(AFP) – Nov 14, 2007
WASHINGTON (AFP) — The US dollar will remain the anchor currency of China's massive foreign reserves despite suggestions that they were too heavily skewed toward the weakening greenback, a senior Chinese central bank official said here Wednesday.
Yi Gang, the assistant governor of the People's Bank of China, said the dollar had to continue as key component of the country's 1.4 trillion dollar reserves because it was "the largest currency that we use" in terms of trade and foreign direct investment as well as financial clearances and settlements.
"It is also a very firm policy for China that in our reserves, that the US dollar is the main currency in our reserves and that policy is very firm," he said to a question at a forum in Washington.
Yi, who is also the central bank's director-general of operations, said recent suggestions by a senior Chinese politician as well as a state banker that Beijing shift its largely dollar-based reserves toward presently stronger currencies, like the euro, were mere "opinion."
"There is some discussion or comment from maybe scholars, maybe other persons in China in terms of 'there is huge amount of adjustment of reserves.'
"I think that probably is opinion ... if they want to express their opinion, that will be fine, we consider it, we listen (to) it but that does not change our policy," Yi said at a monetary conference organized by Washington-based CATO Institute.
Comments particularly by Cheng Siwei, vice chairman of China's national parliament, that strong currencies ought to be given more weight in the Chinese reserves to offset the losses in weak ones, sent the US dollar into a tailspin last week.
The market chaos led Federal Reserve Chairman Ben Bernanke and Treasury Secretary Henry Paulson to defend the dollar's position.
"Dollars remain the dominant reserve asset and I expect that to continue to be the case," Bernanke said.
Noting that the greenback had been the world's reserve currency since World War II, Paulson said, "I put the US economy up against any in the world in terms of competitiveness."
Before Yi's remarks Wednesday, the dollar fell close to a new record low against the euro in London as weak US retail sales bolstered speculation of another cut in interest rates by the Federal Reserve.
The single European currency was trading at 1.4658 dollars in New York in early afternoon trading Wednesday, against 1.4600 a day earlier.

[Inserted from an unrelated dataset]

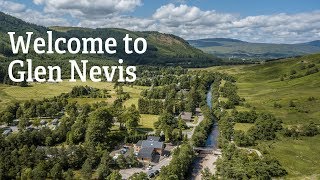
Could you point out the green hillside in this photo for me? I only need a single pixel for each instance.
(236, 49)
(280, 82)
(163, 49)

In London Wednesday the euro at one point rose to 1.4725 dollars, just off its record 1.4752, set on November 9.
Yi said while the central bank diversified the major currencies making up its reserves, "the point is the principle for our diversification and the principle that guides us for these reserves is that it should be proportional to our real economic transactions -- meaning trade, FDI (foreign direct investment) and clearance and settlement."
China's forex reserves, which overtook Japan's for the world's top spot in early 2006 and topped 1.43 trillion dollars in late September, have been boosted especially by the nation's huge trade surplus.
About 70 percent of its foreign reserves is generally believed to be held in US dollar-denominated paper, principally US government bonds.
This has proven a less-than-ideal investment, not just due to the low yields on government debt, but also the weakening of the US currency.
Yi also addressed charges that the Chinese yuan currency was being kept artificially low by Beijing to give Chinese exporters an unfair advantage, saying an undervalued yuan "is not in the interest of China."
"The exchange rate debate is an economic issue and we should do more economic analysis...and we should avoid (attempts) to politicize this issue and to make the matter more difficult," he said.
Fred Hu, managing director for Goldman Sachs (Asia), told the conference that he expected the yuan to be fully convertible in about five years and become a major reserve currency by 2020.
"It is conceivable to me that in about five years, the renminbi (yuan) will be fully convertible on the back of progress they (China) have made in financial reforms, banking reforms in particular, exceptionally strong external sector, export competitiveness, ability to attract foreign capital and the large reserves they have in place," he said.